Monday, June 08, 2009

to be single or not to be

i've been pretty sad lately. can't tell if it's 1. the job i can't stand, but can't quit, because the economy is terrible. 2. friends who i'd like to count on but who make relationships their priority. no, not priority-their life. so i can count on, well, fingers-maybe about 2 or 3 fingers, who i can rely on and have a good time with at this point in my life. 3. my constant search for a city where i enjoy myself and finally feel where i belong.

i'm gonna go with number 2 in this case, just because my coworker and i were talking about it today. i like to think of myself as an open-minded person, and if i'm being judgemental about something, or i dont understand someone else's perspective-i work damn hard to better myself and understand it. well my friend, my engaged friend, brought up to me the point that i get so upset at my married or relationship friends who just enjoy their time with their significant other and spend very little time with me. that as a single person, i go out to fill some void in my life and constantly find something that i don't have. when you have someone at home that you love and enjoy, you'd much rather be at home enjoying their company. going out is alright-but you want their company all to yourself and don't want to split your time with them at all.
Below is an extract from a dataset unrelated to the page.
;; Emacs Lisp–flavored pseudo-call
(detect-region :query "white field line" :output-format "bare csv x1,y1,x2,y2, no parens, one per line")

i thought about it. i thought back to my relationships. and yes, i did want to spend a lot of time at home watching movies. or pass on a crazy night out because i was completely content falling asleep next to my man with law and order playing in the background. i'm the first one to say i'm most comfortable around guys i've been with because they know my intimate ins and outs, and i know theirs, and the comfort of being that relaxed and not having to judge them is a freedom that i just can't experience with my friends. so needless to say, i started to feel really bad that i even get mad at my relationship friends for ditching me.

but is it comfort? or content? i remembered the times in my relationships when i still met sarah at open bar, or i went to sami's house parties. or i went to the bar without chade the spade. i'd still have my faggy girl nights while watching sappy movies, and i'd still call up my sister to see what was going on in her life. all in all, i dont go out to fill a void in my life, unless that void is called 'having a good time.' sometimes i go out to hook up and sometimes i grab a beer because it's been a bad day at work. but most of the time i go out with my friends because they make me happy, they make me laugh, and they help complete my life. so someone correct me if i'm wrong, but that's still possible even when you're in love. there are still movies, or dinners, or phonecalls. if you sit around in this bubble of relationship-ness, how do you expand your mind? or grow as a person? getting to know the love of your life is an amazing feeling, but there's more to life-there are other people and other personalities in this world that will make you grow into a more sensitive and interesting person.

i guess my priority to costantly learn from different settings and different people differ from the priority of people who don't really care about that.

sad to say-i'd just like to meet some close friends who can be my relationship. peolpe i can count on, stay home with, be there for me, and don't dump me when something new comes along. maybe that will be a man-the most interesting man i've ever met and i will never have to leave the house. i hope not.